Monday, November 07, 2016

In the Name of Autumn

Fledged Nest
—Photo by Taylor Graham, Placerville, CA

—Sue Daly, Sacramento, CA

The maples are bleeding
releasing their quota of leaves,
we watch them
drift down to the magnetic pull
of ancient forest floor.

Our custom is to glean several,
marveling at each careful pattern
as we gingerly bundle them
for closer inspection later.

Perhaps we’ll press one in a book
or place samples on the table,
a gentle reminder
to shed worn-out ways
of existing in this world.

Sublime scents tease the air
as harvest-time comes round,
trees speak hushed wisdom;
we choose what we hear.

We stand in silence—
quietly resolve
to face the coming winter,
another season
another reason
to go on.

 Chicken on a Swing, Camino, CA
—Photo by Kathy Kieth, Diamond Springs, CA

—Caschwa, Sacramento

Black Lives Matter
Climate change
Electoral college
Fox News
Nuclear codes
Swing state
Unfit for office
Voter fraud
Warning signs

 In the Doghouse, Camino, CA
—Photo by Kathy Kieth

—Claire J. Baker, Pinole, CA

One night
running from myself
gripping a bowl of fright,
I reached the House of Stars.
When it outshined my troubled story
I told myself: let this be a night of glory.

Then all of a light
and out of a cloud a stranger
stood there tall and calm.
I blurted, I've a bone to pick
with you, not that you care!
Unshaken, the luminous Stranger
offered a feast to share.


—Claire J. Baker

Under a copper-coated, 18 karat
gold finish, a real aspen leaf
is perfectly preserved
yet no longer shimmers
against the sky.

Listening hard,
I hear aspen quaking
in Colorado, in Utah heading
for Grand Canyon's north rim;
in Ansel Adams' famous
Yosemite aspen-tree photo.

there are aspen in
Mother Lode Country,
where my ancestors
built homes, worked ranches
and fields, raised families,
found rugged work
and final resting.

Faux Horse and Chrysanthemums, Camino, CA
—Photo by Kathy Kieth

—Taylor Graham

The hillside’s closed by a gate of rusted
wheel-spokes—no one here is going anywhere.
Except in the parking lot below, an old
pickup with a one-horse trailer parked.
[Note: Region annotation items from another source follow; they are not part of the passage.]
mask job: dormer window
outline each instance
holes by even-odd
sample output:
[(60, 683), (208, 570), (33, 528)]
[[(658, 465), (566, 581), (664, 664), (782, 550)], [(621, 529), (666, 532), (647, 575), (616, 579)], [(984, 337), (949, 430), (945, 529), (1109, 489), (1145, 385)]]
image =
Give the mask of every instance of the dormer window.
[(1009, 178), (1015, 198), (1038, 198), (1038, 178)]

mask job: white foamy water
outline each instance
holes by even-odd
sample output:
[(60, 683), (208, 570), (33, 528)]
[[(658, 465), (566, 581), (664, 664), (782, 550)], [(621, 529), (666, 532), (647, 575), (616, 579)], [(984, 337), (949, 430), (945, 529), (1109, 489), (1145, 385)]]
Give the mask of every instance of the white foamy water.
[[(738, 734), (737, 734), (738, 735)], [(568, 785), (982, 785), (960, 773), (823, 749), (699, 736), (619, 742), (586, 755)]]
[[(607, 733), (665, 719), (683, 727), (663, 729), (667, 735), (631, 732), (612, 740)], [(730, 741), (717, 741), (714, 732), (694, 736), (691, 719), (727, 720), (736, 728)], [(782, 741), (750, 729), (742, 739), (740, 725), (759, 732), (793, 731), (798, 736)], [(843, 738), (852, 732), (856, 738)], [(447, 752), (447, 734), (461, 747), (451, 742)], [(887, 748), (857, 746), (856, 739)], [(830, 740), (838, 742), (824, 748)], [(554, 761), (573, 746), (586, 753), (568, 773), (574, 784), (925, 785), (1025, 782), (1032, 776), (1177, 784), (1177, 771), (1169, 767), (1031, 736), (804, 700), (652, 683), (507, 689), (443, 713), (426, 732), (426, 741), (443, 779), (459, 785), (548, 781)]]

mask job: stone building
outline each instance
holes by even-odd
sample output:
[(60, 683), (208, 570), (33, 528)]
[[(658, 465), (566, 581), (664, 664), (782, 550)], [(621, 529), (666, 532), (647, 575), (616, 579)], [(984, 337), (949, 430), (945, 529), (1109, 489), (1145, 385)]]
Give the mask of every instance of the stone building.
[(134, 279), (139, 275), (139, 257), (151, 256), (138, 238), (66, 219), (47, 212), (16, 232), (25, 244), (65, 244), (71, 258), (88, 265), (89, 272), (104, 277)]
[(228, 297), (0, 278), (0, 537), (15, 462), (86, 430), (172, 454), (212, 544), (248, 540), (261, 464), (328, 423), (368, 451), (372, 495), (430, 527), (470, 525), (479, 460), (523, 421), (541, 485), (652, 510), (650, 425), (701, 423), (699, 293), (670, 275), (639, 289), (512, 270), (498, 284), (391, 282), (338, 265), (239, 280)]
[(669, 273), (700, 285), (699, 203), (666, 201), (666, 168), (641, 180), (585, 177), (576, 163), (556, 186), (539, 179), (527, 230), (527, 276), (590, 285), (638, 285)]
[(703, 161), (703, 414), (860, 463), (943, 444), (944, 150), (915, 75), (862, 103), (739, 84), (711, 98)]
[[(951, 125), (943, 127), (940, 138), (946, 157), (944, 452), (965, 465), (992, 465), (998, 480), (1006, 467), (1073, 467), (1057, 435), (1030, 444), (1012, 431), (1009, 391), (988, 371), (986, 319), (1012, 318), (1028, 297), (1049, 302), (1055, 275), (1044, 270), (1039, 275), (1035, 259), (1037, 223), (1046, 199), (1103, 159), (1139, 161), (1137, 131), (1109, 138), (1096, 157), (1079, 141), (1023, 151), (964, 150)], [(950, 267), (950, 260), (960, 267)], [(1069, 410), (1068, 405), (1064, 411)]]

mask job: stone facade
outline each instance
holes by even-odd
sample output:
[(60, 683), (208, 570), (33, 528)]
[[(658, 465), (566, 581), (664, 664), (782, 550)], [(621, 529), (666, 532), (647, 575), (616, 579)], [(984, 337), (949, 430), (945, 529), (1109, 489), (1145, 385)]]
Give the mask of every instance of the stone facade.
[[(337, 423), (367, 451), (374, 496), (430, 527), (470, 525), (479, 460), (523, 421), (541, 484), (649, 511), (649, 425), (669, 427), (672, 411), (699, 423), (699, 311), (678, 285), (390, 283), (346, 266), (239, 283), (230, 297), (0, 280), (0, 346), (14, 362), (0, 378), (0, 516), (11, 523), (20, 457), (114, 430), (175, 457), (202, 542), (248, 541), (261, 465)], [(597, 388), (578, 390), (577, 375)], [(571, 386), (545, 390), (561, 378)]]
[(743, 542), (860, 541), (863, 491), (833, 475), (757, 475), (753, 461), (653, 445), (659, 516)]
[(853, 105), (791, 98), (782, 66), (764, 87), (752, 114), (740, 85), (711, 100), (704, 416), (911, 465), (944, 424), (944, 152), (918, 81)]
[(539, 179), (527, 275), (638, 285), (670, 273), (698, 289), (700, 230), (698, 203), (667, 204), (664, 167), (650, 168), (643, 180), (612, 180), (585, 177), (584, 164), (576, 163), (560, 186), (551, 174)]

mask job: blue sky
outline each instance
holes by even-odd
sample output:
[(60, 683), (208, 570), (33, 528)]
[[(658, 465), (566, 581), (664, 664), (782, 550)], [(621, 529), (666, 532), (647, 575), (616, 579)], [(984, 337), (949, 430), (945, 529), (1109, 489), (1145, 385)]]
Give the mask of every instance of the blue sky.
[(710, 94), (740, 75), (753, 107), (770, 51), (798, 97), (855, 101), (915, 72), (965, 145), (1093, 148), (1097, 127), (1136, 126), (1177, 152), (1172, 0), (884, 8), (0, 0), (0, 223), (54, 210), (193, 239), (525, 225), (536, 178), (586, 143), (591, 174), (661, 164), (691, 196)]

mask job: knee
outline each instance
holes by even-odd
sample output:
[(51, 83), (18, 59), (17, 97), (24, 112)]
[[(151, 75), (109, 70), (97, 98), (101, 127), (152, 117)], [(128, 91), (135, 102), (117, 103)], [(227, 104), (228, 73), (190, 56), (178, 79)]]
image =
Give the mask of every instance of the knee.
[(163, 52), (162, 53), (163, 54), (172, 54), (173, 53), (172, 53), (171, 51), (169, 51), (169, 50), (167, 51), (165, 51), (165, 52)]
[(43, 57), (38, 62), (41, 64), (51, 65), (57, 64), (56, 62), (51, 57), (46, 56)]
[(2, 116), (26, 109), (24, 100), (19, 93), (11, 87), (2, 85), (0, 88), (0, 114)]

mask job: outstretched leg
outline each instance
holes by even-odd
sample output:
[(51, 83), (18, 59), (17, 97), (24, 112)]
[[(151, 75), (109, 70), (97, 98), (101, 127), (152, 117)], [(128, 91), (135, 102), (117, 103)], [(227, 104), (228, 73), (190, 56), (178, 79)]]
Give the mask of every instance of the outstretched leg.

No place
to ride but up the hill, beyond gravesites
marked by rusted iron spokes. Numbers
without names—monuments of ordinary lives.
Here, steel hoof prints are pressed into
muddy earth, headed up-trail. Shall I follow,
climbing as soul of energy driven
to labor higher? The bodies buried here
labored for breath until it left them, ascending
past the old miners’ ditch, the quartz-shaft
emptied of its crystal like frozen sky.
The graves are empty now, and the heavens
gathering clouds to close like an iron gate
before it opens up in hoof-strike against stone;
lightning, stampede thunder, blessed rain.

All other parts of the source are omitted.